AUSTRALIAN printers, at the end of a line of debtors, are increasingly being left with unpaid accounts and many in the industry forecast a further decline.
The June 2005 Printing Industry Quarterly Business Analysis compiled by the Printing Industries Association of Australia identified a 15.2% increase in the number of printers reporting outstanding debtors compared to the previous quarter.
Add that to the reported downturn in selling price and rising production costs and printers may face financial restrictions which significantly limit their capacity to operate, unless measures are taken to make cashflow management a higher business priority.
Bibby Financial Services Managing Director, Greg Charlwood, said that debtor finance gives printers cashflow protection during market fluctuations and seasonal peaks and troughs.
"The December quarter is a traditionally busy period for the printing industry, with annual reports and the general rush to finish things off before Christmas," Charlwood said.
"However, it's a catch 22 for many as the increased output does not always equate to better cashflow - at least not in the immediate term."
Recent figures put out by Dun & Bradstreet show that trade debts generally have slowed to eight weeks, up from seven weeks a year ago.
A problem for many small businesses is that their big corporate customers are often the most lucrative but tend to be slow payers because of the approval processes and timing of cheque runs.
Smaller operators generally need access to the funds sooner but very much want to retain their customers by being flexible with credit terms.
Another significant issue for printers is that they are often the last in a line of suppliers for payment - after designers, typesetters and print brokers.

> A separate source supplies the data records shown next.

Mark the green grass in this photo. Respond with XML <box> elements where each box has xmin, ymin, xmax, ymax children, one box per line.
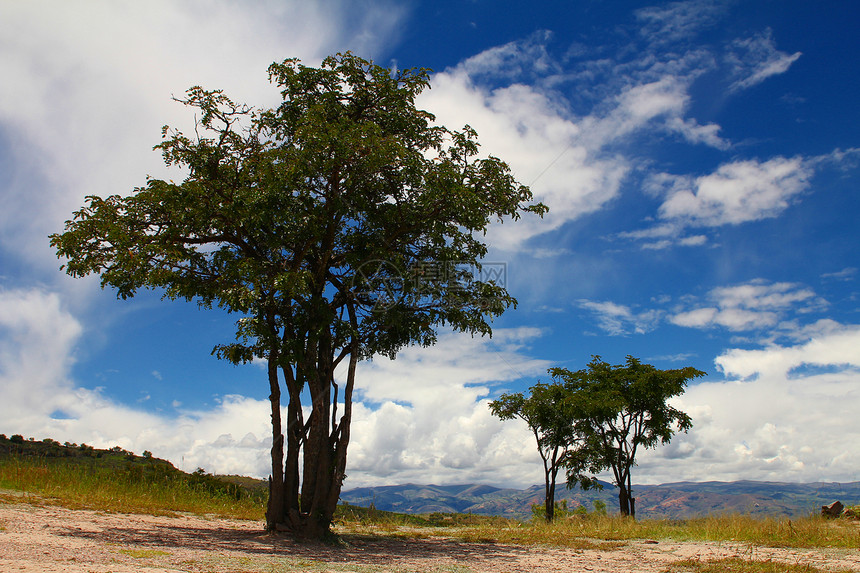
<box><xmin>0</xmin><ymin>456</ymin><xmax>265</xmax><ymax>519</ymax></box>
<box><xmin>117</xmin><ymin>548</ymin><xmax>172</xmax><ymax>559</ymax></box>
<box><xmin>665</xmin><ymin>557</ymin><xmax>858</xmax><ymax>573</ymax></box>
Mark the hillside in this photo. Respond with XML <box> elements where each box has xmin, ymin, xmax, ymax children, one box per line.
<box><xmin>0</xmin><ymin>433</ymin><xmax>259</xmax><ymax>502</ymax></box>
<box><xmin>340</xmin><ymin>480</ymin><xmax>860</xmax><ymax>519</ymax></box>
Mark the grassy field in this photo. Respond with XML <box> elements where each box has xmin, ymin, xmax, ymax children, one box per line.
<box><xmin>0</xmin><ymin>454</ymin><xmax>266</xmax><ymax>519</ymax></box>
<box><xmin>1</xmin><ymin>451</ymin><xmax>858</xmax><ymax>556</ymax></box>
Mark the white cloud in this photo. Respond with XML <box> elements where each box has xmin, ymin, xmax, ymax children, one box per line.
<box><xmin>0</xmin><ymin>296</ymin><xmax>552</xmax><ymax>488</ymax></box>
<box><xmin>2</xmin><ymin>284</ymin><xmax>857</xmax><ymax>488</ymax></box>
<box><xmin>637</xmin><ymin>325</ymin><xmax>860</xmax><ymax>484</ymax></box>
<box><xmin>578</xmin><ymin>300</ymin><xmax>664</xmax><ymax>335</ymax></box>
<box><xmin>821</xmin><ymin>267</ymin><xmax>858</xmax><ymax>282</ymax></box>
<box><xmin>419</xmin><ymin>36</ymin><xmax>729</xmax><ymax>251</ymax></box>
<box><xmin>670</xmin><ymin>280</ymin><xmax>826</xmax><ymax>332</ymax></box>
<box><xmin>344</xmin><ymin>328</ymin><xmax>553</xmax><ymax>488</ymax></box>
<box><xmin>420</xmin><ymin>67</ymin><xmax>628</xmax><ymax>250</ymax></box>
<box><xmin>0</xmin><ymin>286</ymin><xmax>274</xmax><ymax>475</ymax></box>
<box><xmin>0</xmin><ymin>288</ymin><xmax>82</xmax><ymax>418</ymax></box>
<box><xmin>576</xmin><ymin>280</ymin><xmax>827</xmax><ymax>338</ymax></box>
<box><xmin>603</xmin><ymin>77</ymin><xmax>728</xmax><ymax>149</ymax></box>
<box><xmin>623</xmin><ymin>148</ymin><xmax>859</xmax><ymax>248</ymax></box>
<box><xmin>0</xmin><ymin>0</ymin><xmax>405</xmax><ymax>281</ymax></box>
<box><xmin>657</xmin><ymin>156</ymin><xmax>812</xmax><ymax>226</ymax></box>
<box><xmin>726</xmin><ymin>29</ymin><xmax>802</xmax><ymax>92</ymax></box>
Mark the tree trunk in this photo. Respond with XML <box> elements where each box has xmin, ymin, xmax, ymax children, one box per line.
<box><xmin>617</xmin><ymin>476</ymin><xmax>636</xmax><ymax>518</ymax></box>
<box><xmin>265</xmin><ymin>354</ymin><xmax>286</xmax><ymax>530</ymax></box>
<box><xmin>627</xmin><ymin>471</ymin><xmax>635</xmax><ymax>519</ymax></box>
<box><xmin>283</xmin><ymin>373</ymin><xmax>302</xmax><ymax>530</ymax></box>
<box><xmin>618</xmin><ymin>483</ymin><xmax>630</xmax><ymax>516</ymax></box>
<box><xmin>545</xmin><ymin>460</ymin><xmax>558</xmax><ymax>522</ymax></box>
<box><xmin>264</xmin><ymin>331</ymin><xmax>355</xmax><ymax>539</ymax></box>
<box><xmin>545</xmin><ymin>476</ymin><xmax>556</xmax><ymax>522</ymax></box>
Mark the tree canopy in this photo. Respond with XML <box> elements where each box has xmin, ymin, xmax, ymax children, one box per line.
<box><xmin>51</xmin><ymin>52</ymin><xmax>546</xmax><ymax>538</ymax></box>
<box><xmin>550</xmin><ymin>356</ymin><xmax>705</xmax><ymax>517</ymax></box>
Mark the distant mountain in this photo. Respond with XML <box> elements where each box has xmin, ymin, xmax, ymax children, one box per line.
<box><xmin>340</xmin><ymin>480</ymin><xmax>860</xmax><ymax>519</ymax></box>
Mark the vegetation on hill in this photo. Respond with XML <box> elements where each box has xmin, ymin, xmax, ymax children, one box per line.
<box><xmin>0</xmin><ymin>433</ymin><xmax>265</xmax><ymax>518</ymax></box>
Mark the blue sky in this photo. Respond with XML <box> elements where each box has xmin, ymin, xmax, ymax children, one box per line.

While their client may be the designer, payment may be coming from further afield which can cause considerable delays.
Charlwood, who is also the outgoing Chair of the Institute of Factors and Discounters Australia and New Zealand (IFD) believes that in an unpredictable trading environment, securing finance to overcome late debtor payments is vital to ensuring the survival and success of small to medium sized businesses.
"In an uncertain trading environment a steady cash flow is essential to business success," Mr Charlwood said.

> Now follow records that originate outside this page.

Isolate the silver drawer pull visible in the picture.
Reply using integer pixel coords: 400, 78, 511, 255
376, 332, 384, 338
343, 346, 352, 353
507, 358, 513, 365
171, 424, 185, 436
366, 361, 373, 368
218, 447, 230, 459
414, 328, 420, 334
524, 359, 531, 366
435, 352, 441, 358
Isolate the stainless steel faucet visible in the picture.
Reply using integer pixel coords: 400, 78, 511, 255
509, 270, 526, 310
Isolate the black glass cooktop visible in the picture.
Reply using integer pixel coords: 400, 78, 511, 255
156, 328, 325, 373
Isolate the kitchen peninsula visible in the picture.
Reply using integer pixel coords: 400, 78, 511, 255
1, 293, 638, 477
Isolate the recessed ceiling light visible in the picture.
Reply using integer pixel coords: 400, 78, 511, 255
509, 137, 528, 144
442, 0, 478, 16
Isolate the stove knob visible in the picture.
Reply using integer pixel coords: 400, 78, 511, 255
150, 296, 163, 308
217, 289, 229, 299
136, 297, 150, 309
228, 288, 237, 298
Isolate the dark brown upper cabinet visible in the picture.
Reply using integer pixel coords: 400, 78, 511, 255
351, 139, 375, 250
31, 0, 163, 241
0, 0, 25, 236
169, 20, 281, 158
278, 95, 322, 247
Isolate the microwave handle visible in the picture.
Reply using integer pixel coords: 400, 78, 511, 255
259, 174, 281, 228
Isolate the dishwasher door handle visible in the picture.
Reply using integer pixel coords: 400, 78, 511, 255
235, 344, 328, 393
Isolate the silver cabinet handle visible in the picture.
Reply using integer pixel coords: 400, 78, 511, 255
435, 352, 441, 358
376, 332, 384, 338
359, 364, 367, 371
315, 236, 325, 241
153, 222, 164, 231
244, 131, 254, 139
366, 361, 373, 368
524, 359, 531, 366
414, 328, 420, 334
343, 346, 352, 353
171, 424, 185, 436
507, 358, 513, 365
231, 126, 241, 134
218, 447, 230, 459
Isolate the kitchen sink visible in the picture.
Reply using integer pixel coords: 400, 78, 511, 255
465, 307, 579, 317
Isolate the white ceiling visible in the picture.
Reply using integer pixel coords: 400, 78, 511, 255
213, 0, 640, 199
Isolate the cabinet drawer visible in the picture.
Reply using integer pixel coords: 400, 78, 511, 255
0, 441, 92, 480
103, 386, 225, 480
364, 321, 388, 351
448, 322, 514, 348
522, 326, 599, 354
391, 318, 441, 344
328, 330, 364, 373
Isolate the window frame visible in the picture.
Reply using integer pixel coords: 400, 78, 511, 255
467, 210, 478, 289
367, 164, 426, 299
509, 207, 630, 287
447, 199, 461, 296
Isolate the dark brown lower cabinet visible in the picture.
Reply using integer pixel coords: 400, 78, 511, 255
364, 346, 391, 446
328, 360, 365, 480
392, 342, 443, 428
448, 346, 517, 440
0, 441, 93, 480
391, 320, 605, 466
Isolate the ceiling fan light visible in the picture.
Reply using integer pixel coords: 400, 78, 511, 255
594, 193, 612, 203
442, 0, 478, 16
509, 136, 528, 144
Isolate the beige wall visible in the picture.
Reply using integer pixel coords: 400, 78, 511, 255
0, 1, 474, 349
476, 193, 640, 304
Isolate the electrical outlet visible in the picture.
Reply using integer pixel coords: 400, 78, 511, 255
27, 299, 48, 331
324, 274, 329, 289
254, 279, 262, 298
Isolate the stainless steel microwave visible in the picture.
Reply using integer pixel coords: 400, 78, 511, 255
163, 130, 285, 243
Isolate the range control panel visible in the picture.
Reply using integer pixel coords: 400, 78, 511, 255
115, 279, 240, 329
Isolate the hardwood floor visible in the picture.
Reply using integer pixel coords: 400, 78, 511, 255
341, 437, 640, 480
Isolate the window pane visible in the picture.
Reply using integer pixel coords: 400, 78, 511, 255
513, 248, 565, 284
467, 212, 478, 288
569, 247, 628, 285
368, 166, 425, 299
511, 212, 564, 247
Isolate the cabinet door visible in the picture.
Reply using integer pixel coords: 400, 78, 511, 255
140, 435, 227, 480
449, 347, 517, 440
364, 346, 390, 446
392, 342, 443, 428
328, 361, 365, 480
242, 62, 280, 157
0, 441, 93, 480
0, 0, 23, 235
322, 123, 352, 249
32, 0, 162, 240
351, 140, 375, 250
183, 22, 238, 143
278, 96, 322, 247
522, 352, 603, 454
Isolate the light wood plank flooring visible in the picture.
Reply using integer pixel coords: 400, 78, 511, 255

"Printing bills tend to be relatively high dollar amounts. Even just a handful of late payments can cause real problems for small printing companies with overheads to meet.
"Factoring or invoice discounting takes the pressure off cashflow allowing the business to keep moving, even if customers are slow to pay.
"We keep the balance for our clients so they can get on with the job of running their business."
Factoring and invoice discounting are flexible cash flow finance options that fund businesses up to 90% of the value of outstanding invoices within 24 hours. This allows a business to access the funds tied up in unpaid invoices rather than waiting the average 90 days for payment.